A good folder structure if using Redux can be to add a state/ folder to the project with an index file, a rootReducer and hook files and then having .slice.ts .selectors.ts and .types.ts for each feature. These files get wired together in the state/ folder’s files. You should also add a ui state slice for things like modal opened, side drawer, themes…

What a senior developer should know is what goes and doesn’t go into the state, when we have social media posts that need to be kept in the state for backwards and forwards navigation and like and comment, we do need to keep them in a global state, when we have a blog post that doesn’t have any interaction we should use server side rendering and not store it in the state. We should also not store the value of an input and update it on every character entered.
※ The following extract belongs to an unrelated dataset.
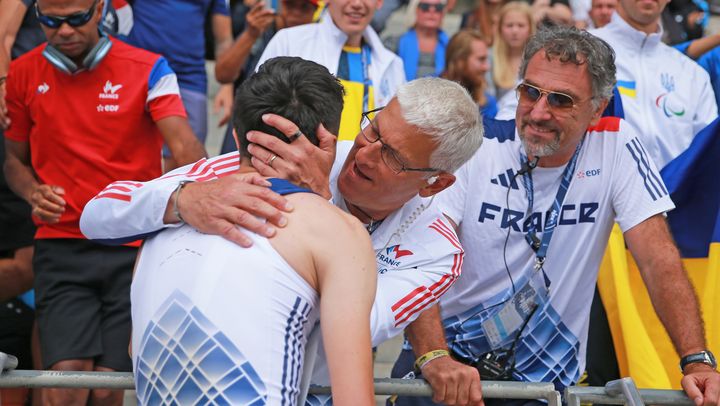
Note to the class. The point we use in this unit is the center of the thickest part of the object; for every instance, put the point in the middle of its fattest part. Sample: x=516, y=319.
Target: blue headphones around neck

Another good practice is to put cross-cutting Redux middleware and listeners in a central store/ (or shared/store/) layer, and keep feature folders focused on slices, selectors, and UI, not one-off side effects scattered across components.

Different examples

E-commerce:

  • Features: cart, checkout, catalog, product, account, search, admin.
  • State: we will have a global state for the cart and different UI toggles, then we don’t need to keep the catalog in a state if we’re using server side rendering, and store in the cache a catalog list and product details.
  • And the last special point is the payment flow, isolate it from the rest of the website for security.
  • Testing is important to do on price calculations, coupon discounts and cart object manipulation, making sure that we always send to the checkout flow what we need to send.

Blog:

  • Features: article list, article, user account, search articles, search users. It’s a good idea to use a CMS for article creation and store on server side cache the content of each article
  • We don’t need a global state for a simple blog site. Just SSR of the articles.
  • We should serve the images in a dynamic way, several sizes for mobile and desktop and possibly a low resolution one to render before the main article one if the connection is slow. We must preload the main article images from the most clicked articles if we’re in the article list page so the users don’t wait for it to load when you access the articles. It’s very important that we have good scores on SEO and performance so preventing huge amounts of javascript to be loaded at the beginning if they’re not necessary for a first time rendering is a good idea at this point. If we’re accessing the main article list we don’t need the react code to display a user popup, dropdown menu, side drawer to see the list, we can defer these js modules for when the site has finished loading.

Social media

  • Features: feed, post, profile, messaging, notifications, media-upload, search.
  • State: we need a snappy state for the post feed for forwards and backwards navigation and reconciliation techniques for when the feed has changed, rendering techniques for when we’re scrolling up and down (not display posts but a placeholder skeleton div on posts outside the viewport) and middleware to normalise entities (post, user, comments…) so what we receive from the backend can be manipulated in the front-end in a different shape.

I hope you’ve liked this article and let’s see each other again on the nets.